Mahkemece bozmaya uyularak yapılan yargılama sonucunda dava konusu 516 ada 28, 790 ada 1 ve 4, 1370 ada 25 parsel sayılı taşınmazların harman yeri vasfını yitirdiği, taşınmazın 5393 sayılı Belediye Kanununun 79. maddesinde belirtilen taşınmazlardan olmadığı belirtilerek davanın kabulüne 517 ada 5, 817 ada 1, 779 ada 6 ve 488 ada 21 parsel sayılı taşınmazların harmanyeri vasfını koruduğu gerekçesiyle açılan davanın reddine karar verilmiştir.
Hükmü, davacı vekili ve davalı ... vekili temyiz etmiştir.
1- Yapılan yargılamaya, toplanan delillere ve dosya içeriğine göre davacı vekilinin tüm temyiz itirazları yerinde görülmemiş, reddi gerekmiştir.
2-Davalı vekilinin temyiz itirazlarına gelince;
Dava konusu taşınmazların kadastro çalışmaları sırasında “harman yeri” niteliği ile yine kadastro parseli olarak davalı ... Belediyesi adına tespit ve tescil edildiği anlaşılmıştır.
5393 sayılı Belediye Kanununun “Belediye tasarrufundaki yerler” başlıklı 79. maddesi hükmüne göre “Diğer kanunlarla getirilen hükümler saklı kalmak üzere, mezarlıklar ile belediye sınırları içinde bulunan ve sahipsiz arazi niteliğinde olan seyrangâh, harman yeri, koruluk, dinlenme yerleri, meydanlar, bataklık, çöp döküm sahaları, yıkılmış kale ve kulelerin arsaları ve enkazı ve benzeri yerler belediyenin tasarrufundadır.
Belediye tarafından deniz, akarsu ve gölden doldurma suretiyle kazanılan alanlar, Kıyı Kanunu ve ilgili mevzuata uygun olarak kullanılmak şartıyla Maliye Bakanlığı tarafından belediyelerin, büyükşehirlerde büyükşehir belediyelerinin tasarrufuna bırakılır.”

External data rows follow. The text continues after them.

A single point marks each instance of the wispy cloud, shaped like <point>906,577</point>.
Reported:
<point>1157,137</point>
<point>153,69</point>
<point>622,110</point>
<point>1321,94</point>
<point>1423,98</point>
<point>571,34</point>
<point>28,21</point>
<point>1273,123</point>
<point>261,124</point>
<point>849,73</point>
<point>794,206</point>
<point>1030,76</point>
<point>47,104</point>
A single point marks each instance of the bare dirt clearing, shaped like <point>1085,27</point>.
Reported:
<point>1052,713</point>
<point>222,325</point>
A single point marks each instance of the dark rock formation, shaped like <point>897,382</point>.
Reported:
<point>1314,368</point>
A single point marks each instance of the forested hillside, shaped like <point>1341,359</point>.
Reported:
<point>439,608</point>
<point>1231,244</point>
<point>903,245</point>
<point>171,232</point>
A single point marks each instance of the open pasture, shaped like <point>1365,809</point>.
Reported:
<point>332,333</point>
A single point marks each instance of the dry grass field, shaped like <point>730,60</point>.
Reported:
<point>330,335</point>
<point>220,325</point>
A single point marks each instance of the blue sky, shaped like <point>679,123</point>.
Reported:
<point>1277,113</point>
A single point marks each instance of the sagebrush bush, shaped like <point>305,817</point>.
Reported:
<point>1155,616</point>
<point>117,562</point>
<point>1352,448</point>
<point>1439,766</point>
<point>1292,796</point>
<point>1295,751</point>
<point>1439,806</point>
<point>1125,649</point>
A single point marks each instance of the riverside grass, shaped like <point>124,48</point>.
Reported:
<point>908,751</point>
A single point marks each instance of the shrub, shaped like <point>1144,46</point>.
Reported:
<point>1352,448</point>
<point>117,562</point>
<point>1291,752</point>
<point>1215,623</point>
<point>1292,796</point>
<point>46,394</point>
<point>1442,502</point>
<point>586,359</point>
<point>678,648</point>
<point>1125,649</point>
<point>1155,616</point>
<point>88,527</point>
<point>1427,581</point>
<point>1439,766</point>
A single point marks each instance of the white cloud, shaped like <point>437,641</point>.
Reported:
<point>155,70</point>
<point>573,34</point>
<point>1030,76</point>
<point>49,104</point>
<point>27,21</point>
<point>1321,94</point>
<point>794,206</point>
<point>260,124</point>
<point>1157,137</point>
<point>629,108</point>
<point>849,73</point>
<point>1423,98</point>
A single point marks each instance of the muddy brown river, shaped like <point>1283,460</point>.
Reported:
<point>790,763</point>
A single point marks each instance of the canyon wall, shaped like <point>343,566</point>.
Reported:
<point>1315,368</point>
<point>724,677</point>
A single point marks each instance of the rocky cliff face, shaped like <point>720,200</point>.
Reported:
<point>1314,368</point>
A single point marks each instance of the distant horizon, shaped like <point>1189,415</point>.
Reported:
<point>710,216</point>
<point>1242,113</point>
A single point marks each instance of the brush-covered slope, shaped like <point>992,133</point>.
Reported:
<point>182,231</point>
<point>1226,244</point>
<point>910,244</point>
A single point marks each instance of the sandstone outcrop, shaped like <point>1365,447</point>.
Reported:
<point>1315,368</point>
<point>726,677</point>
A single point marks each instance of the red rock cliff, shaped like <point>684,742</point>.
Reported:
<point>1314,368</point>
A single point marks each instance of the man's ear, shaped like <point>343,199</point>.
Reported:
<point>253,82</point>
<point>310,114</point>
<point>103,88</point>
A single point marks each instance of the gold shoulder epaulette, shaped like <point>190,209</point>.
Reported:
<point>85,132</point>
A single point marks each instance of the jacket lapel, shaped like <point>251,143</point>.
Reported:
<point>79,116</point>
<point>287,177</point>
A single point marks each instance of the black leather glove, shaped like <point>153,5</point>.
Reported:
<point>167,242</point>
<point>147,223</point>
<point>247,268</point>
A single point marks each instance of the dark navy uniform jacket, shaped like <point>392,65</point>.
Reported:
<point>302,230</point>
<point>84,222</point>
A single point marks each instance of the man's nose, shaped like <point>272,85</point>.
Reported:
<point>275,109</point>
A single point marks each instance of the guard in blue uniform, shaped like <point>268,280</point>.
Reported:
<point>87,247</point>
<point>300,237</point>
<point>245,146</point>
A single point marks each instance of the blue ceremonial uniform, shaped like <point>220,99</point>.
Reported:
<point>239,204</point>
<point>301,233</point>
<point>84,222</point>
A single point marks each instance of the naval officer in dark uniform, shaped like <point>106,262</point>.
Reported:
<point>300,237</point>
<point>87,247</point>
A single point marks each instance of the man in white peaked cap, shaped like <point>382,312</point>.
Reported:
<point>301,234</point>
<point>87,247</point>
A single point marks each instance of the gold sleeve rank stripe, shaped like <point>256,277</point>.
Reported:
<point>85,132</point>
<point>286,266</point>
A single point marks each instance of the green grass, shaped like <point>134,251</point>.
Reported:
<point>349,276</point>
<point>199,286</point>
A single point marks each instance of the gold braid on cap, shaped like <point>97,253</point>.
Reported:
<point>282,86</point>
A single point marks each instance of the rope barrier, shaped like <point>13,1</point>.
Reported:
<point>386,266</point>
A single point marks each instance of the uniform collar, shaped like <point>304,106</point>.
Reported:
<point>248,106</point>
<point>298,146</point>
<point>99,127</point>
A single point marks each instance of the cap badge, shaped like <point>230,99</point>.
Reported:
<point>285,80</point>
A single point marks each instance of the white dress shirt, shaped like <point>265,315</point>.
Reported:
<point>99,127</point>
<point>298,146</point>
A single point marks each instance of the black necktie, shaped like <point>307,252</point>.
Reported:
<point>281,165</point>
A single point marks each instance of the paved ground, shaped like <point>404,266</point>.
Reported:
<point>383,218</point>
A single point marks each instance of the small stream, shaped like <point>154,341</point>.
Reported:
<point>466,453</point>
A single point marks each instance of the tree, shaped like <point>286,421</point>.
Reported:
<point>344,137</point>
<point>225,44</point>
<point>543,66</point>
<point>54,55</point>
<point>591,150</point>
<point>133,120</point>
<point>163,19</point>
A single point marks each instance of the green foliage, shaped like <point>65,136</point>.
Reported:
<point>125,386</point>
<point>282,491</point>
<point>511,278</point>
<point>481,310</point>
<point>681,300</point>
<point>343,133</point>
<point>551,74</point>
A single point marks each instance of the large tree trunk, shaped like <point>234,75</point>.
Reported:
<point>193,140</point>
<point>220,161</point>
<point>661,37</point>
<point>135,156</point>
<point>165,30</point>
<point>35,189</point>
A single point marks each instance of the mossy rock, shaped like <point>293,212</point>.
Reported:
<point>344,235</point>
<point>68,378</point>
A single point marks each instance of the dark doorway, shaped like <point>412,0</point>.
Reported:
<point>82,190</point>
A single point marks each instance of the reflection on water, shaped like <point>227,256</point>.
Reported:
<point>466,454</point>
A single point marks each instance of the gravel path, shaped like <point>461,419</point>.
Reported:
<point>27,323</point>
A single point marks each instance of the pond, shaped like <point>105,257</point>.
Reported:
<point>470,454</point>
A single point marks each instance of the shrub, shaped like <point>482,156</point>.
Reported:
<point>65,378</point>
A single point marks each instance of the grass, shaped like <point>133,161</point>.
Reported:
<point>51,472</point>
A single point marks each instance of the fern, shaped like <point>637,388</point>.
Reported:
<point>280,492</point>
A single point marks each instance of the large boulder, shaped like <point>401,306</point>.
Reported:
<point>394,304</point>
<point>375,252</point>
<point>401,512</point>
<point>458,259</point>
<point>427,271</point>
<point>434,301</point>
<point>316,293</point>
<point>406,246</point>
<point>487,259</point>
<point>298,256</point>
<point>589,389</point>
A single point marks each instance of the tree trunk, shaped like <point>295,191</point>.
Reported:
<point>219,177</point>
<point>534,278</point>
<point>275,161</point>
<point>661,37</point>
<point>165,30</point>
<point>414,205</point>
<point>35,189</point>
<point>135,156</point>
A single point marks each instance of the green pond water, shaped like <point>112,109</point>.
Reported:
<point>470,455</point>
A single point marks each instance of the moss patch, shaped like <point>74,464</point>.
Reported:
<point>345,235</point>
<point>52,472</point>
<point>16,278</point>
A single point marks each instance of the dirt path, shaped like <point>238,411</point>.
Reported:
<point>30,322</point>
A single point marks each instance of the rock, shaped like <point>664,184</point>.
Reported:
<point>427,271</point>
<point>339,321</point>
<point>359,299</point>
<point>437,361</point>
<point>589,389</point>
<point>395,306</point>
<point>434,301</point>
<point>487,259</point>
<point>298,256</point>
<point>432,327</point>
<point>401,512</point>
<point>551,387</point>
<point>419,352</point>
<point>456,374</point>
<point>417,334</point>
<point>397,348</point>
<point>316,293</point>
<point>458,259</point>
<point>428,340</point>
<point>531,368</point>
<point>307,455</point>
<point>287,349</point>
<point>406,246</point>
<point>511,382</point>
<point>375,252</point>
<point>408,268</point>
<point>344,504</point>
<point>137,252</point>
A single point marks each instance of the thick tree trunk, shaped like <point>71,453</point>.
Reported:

Somut olaya gelince; davacı Hazine, dava konusu taşınmazın harman yeri olduğunu 1580 sayılı belediyeler kanunu 159. maddesi uyarınca davalı adına tescil edilmiş ise de anılan kanun maddesinin taşınmazların davalı adına tesciline imkan vermediği, sadece kullanım hakkını belediyeye verdiği iddiası ile tapu iptali ve tescil talebinde bulunmuş ise de dava konusu taşınmazların imar planı yapılmadan önce de harman yeri niteliğinde olduğu ve halen de imar planı içerisinde kaldığı anlaşılmaktadır. Bu itibarla mahkemece davacı Hazine’nin tapu iptali ve tescil talebinin reddine karar verilmesi gerekirken yazılı şekilde hüküm kurulması doğru görülmemiştir.
Yukarıda açıklanan nedenlerle hükmün bozulması gerekmiştir.
Kabule göre de; dosya içerisindeki tapu kayıtlarının incelenmesinden; harmanyeri niteliğinde tapuda kayıtlı taşınmazların üzerinde çok sayıda haciz şerhleri bulunduğu, bu şerhlerin lehtarlarının davada taraf olmadan haciz şerhlerinin kaldırılmasına karar verildiği görülmüştür. Üzerinde haciz şerhi bulunan dava konusu taşınmazın haciz lehtarları usulünce davaya dahil edilmeksizin haciz şerhlerinin kaldırılmasına karar verilmesi de yerinde değildir.
SONUÇ: Yukarıda yazılı nedenlerle, 1. bentte yazılı nedenlerle davacı vekilinin temyiz itirazlarının reddine, 2. bent uyarınca davalı ... vekilinin temyiz itirazlarının kabulü ile hükmün BOZULMASINA, peşin yatırılan harcın istek halinde davalı ..."ye iadesine, 19.04.2013 tarihinde oybirliği ile karar verildi.